Fig. 7. Structural models of the CcmEFH complex from E. coli.

a CcmE is believed to deliver heme to CcmF. Two views of a top model generated by AF2Complex are shown in the cartoon representation. The inset shows the key heme handling residues, His130 and Tyr134 of CcmE and the two histidines of CcmF. b Two heme molecules computationally placed in the expected heme-binding sites of CcmF using the model shown in (a). The critical heme Fe-coordinating residues, His173 (P-His1) and His303 (P-His2) for the P-heme delivered by CcmE and eventually attached to an apo-cytochrome c protein and His261 (TM-His1) and His461 (TM-His2) for the cofactor TM-heme are also shown.

Fig. 8. Structural models of the CcmFGH complex with and without apo-cytochrome c substrates (apocyts) from E. coli.

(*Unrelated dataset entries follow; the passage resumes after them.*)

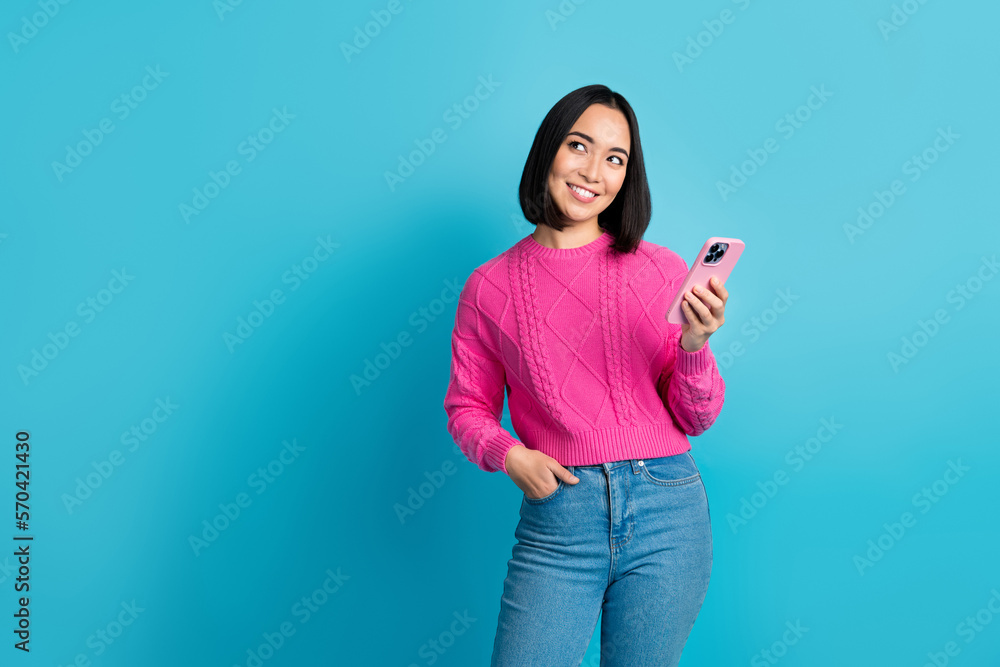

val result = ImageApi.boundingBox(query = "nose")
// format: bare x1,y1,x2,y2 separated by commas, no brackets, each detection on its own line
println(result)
580,157,599,183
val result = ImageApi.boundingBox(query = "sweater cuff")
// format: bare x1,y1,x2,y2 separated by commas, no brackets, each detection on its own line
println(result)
485,431,523,475
674,339,712,375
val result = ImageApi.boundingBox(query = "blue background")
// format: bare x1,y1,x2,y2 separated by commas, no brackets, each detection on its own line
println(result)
0,0,1000,667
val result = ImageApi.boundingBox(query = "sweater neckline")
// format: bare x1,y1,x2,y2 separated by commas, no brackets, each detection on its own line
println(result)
519,230,614,257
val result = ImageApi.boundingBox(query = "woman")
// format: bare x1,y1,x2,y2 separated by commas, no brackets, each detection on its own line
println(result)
444,85,728,667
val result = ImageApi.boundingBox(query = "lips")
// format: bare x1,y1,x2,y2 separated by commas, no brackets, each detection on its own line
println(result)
566,183,598,202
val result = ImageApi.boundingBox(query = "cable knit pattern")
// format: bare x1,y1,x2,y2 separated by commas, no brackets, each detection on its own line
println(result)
444,232,725,473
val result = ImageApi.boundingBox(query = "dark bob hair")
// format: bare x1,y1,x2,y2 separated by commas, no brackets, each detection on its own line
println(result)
518,84,652,252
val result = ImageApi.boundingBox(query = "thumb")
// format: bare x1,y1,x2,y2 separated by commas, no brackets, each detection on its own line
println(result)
549,459,580,484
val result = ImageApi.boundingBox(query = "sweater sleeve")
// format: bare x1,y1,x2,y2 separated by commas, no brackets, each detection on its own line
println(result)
444,273,522,474
657,248,726,436
659,332,726,435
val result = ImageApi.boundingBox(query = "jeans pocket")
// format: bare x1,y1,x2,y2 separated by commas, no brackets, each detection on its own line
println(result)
640,452,701,486
524,466,576,505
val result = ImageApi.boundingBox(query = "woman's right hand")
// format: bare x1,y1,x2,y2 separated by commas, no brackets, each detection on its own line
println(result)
504,445,580,500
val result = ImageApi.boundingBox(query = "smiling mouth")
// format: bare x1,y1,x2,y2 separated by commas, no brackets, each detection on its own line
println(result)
566,183,597,199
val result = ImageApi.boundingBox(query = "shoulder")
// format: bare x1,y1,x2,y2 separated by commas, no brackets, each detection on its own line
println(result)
461,247,514,310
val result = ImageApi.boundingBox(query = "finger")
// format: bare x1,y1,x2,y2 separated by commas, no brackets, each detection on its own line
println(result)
695,285,726,315
684,292,712,325
710,278,729,302
549,461,580,484
681,299,705,328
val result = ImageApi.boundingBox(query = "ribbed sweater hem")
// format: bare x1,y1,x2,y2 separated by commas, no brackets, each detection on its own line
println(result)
522,422,691,466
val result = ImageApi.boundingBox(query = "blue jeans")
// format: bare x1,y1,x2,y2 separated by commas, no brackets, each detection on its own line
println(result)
490,452,712,667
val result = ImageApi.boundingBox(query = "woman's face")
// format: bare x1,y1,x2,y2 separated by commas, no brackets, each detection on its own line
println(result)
549,104,632,223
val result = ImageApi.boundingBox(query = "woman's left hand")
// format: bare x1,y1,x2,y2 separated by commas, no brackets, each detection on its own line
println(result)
681,276,729,352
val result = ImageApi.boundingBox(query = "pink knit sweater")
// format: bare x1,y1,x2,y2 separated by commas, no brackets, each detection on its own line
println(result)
444,231,725,473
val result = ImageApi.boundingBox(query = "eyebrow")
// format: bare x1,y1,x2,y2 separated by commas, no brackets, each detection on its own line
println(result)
566,130,628,157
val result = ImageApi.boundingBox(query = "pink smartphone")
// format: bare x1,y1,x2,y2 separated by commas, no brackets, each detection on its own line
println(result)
667,236,745,324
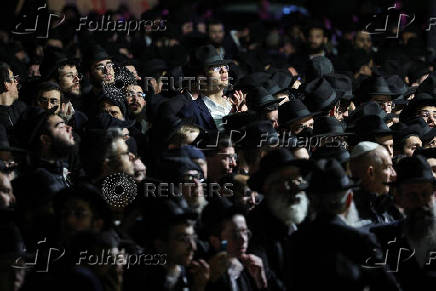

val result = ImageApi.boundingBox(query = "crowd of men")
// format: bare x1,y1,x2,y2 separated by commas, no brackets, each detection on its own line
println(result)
0,2,436,291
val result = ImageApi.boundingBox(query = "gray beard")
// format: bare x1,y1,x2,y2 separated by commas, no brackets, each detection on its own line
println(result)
267,192,309,226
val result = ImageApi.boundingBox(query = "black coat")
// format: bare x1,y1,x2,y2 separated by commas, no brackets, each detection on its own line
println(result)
370,220,436,291
289,215,400,291
248,201,292,289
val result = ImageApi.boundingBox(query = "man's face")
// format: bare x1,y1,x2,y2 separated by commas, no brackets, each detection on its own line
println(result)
266,110,279,129
403,135,422,157
182,170,205,209
0,174,14,209
91,60,115,84
209,24,224,45
126,66,141,81
111,137,135,176
102,101,124,120
126,85,146,115
427,158,436,178
371,95,393,113
372,147,397,194
418,106,436,127
59,66,81,95
48,115,76,150
375,135,394,159
36,90,61,113
221,214,250,258
207,147,237,177
166,224,197,266
264,166,309,226
61,199,92,232
354,31,372,53
308,28,325,51
290,117,313,134
5,70,18,98
207,65,229,90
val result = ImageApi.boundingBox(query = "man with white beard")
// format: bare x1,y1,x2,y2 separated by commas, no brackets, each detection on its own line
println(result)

a Two views of a top model of CcmFGH are shown in the same orientations as the two views in Fig. 7a, respectively. The CcmH N-terminal domain moves closer to the heme-binding sites of CcmF, leaving space to accommodate CcmG that now binds CcmF with CcmH. Critical cysteines of the CXXC motifs of CcmG (Cys80 and Cys83) and H (Cys43 and Cys46), and the P-heme-binding histidines (His173 and His303) of CcmE are shown in the vdW representations in the inset. b Superposition of 22 AF2Complex  models of the CcmEFH and apocyt acceptors. CcmFGH complexes are shown in lines, and apocyts are shown as cyan tubes. All apocyts are found within the same groove formed by the three Ccm proteins. The superposition used the backbone atoms of CcmFGH as the reference. The sulfur atoms from the CXXC motifs of apocyts are shown in orange spheres to differentiate from those of CcmGH. c A heme molecule computationally docked to the P-heme binding site in CcmF using one of the models shown in (b). One of the Cys residues of apocyt is found within 4 Å from Cys46 of CcmH. The distance between the other Cys residue of apocyt and the 8-vinyl group of the heme is about 16 Å.